Fynapse Release Policy

A guide to Fynapse Release Policy.

Overview

In Fynapse we aspire to provide an exceptional user experience, through iterative delivery of continuous value to our clients.

To achieve our objective and to assure that clients are running on the most recent release with access to the latest features we deploy releases, which include:

  • New features
  • Feature enhancements
  • Fixes

Release Notes and updates to the Fynapse Help section always accompany a release.

Maintenances

There are three types of maintenance windows scheduled in Fynapse:

  • Planned infrastructure maintenance - maintenance of Fynapse cloud infrastructure. Fynapse can be used in read-only mode, but access is not blocked/limited.
  • Planned release maintenance - deployment of a new Fynapse version with new features, enhancements, and bug fixes.

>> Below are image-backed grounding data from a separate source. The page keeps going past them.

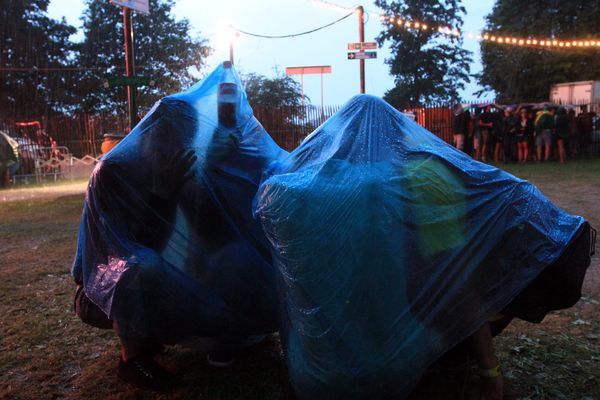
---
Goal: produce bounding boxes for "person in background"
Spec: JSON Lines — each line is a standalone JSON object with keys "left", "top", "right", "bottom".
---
{"left": 491, "top": 107, "right": 503, "bottom": 163}
{"left": 554, "top": 107, "right": 569, "bottom": 164}
{"left": 500, "top": 107, "right": 518, "bottom": 163}
{"left": 452, "top": 104, "right": 471, "bottom": 153}
{"left": 516, "top": 109, "right": 533, "bottom": 163}
{"left": 568, "top": 108, "right": 579, "bottom": 159}
{"left": 576, "top": 105, "right": 595, "bottom": 158}
{"left": 534, "top": 107, "right": 554, "bottom": 162}
{"left": 478, "top": 105, "right": 494, "bottom": 162}
{"left": 471, "top": 108, "right": 482, "bottom": 161}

Fynapse can be used in read-only mode, but access is not blocked/limited.
  • Ad hoc maintenance - usually related to deployment of patches with bug fixes. Instance accessibility depends on the specific scenario which was the cause of the patch.

All planned maintenances are communicated a week in advance in an email. Information about ad hoc maintenances is communicated with as much notice as possible.

Backup and Recovery

For all maintenance, data backups are automated and do not require user intervention. Transactional data backups are done on a daily basis via the storage volume snapshot mechanism. Reference and configuration data (smaller volume) use a combination of a full daily backup and Write Ahead Log that is copied to a distributed object storage. Data in-flight is redundantly stored in a commit log, so it can be recovered in case of a failure, providing no data loss in a disaster scenario.

The backup retention period is 7 days.

How Maintenance Windows Affect API Integration?

REST API will not be available during maintenance window. We advise that you prepare a retry mechanism in your environment.

Communicating via REST API can be prone to network disruptions, as well as other types of disruptions, for this reason a retry mechanism should be implemented to get a full confirmation that the data was ingested by Fynapse. Fynapse makes sure that the transactional data it receives is deduplicated on a record by record basis (a 24 hour deduplication window), so even if the same data is sent to Fynapse twice it will not cause any duplicates in the system.

A recommended process of sending transactional data to Fynapse would include:

  • Preparing a chunk of transactional data (compatible with POST /api/v1/ingestions/{ingestionId} endpoint payload)
  • Keeping track of all the chunks of data to be sent to Fynapse
  • Sending out the data chunks asynchronously
  • Cache ingestion IDs (POST /api/v1/ingestions) to use when data is sent
  • Fynapse will automatically close ingestions with a long period of inactivity, so rotate the ingestion IDs every time an ingestion closed error is returned by Fynapse
  • Close ingestion IDs manually to segment the data that is to be tracked with statistics API (e.g. after every 10m transactions, after every 1 hour)

The inbound data deduplication window is extended for the duration of any scheduled maintenance.

Feature Flags

To ensure the impact of a release to the client is low and close to zero our new capabilities that cause material behavioral changes for Fynapse and require you to adjust configuration and/or integration points will be deployed with a feature flag. Feature flags allow clients to take advantage of the latest product features while also allowing a testing window without interference to the on-going processing.

When a new feature is released it is by default disabled in Fynapse environments. This allows you to decide when you want to start testing how the feature will affect your existing configuration and business logic.

If, after consulting with the release documentation to assess the impact on your configuration, you want to start testing the new feature, you can enable it using the feature flag.

You will be able to enable and disable a new feature for a period of 4 weeks, starting from the day the feature was released.

If you need to extend the testing period for the new feature, please raise an ASD support request with Aptitude Software Support.

The table below lists which new functionalities and changes are released with a feature flag:

ScenarioRequires a feature flag?
Behavior-changing feature
Example: Unposted Journals — changes backend logic for future-dated journals before Posting Date.

  • Not backward compatible.
  • Requires config or integration changes.
✅ Yes
New production-ready functionality that does not impact existing end-user operations❌ No
Enhancement requiring explicit enablement via configuration (e.g. generalizing existing functionality)❌ No

Fuse Flags

A special category of feature flags are fuse flags. Some of the features will enable data migration and this migration might not always be possible to revert back. These features will use fuse flags, which, once enabled, cannot be reverted to the disabled state.

An example of a fuse flag is Enable Multiple Currencies. Enabling multiple currencies can only occur on a clean system, before you start configuring Journal Line Definition.

If you enable the flag, you will not be able to disable it without wiping the system configuration.

Communication

We communicate with our users directly by:

  • in-app messages - we publish two types of announcements:
    • preview - which details the projected scope of the upcoming release
    • release announcement - which details the scope of the release
  • Status Page updates - communication regarding releases is carried out via Status Page.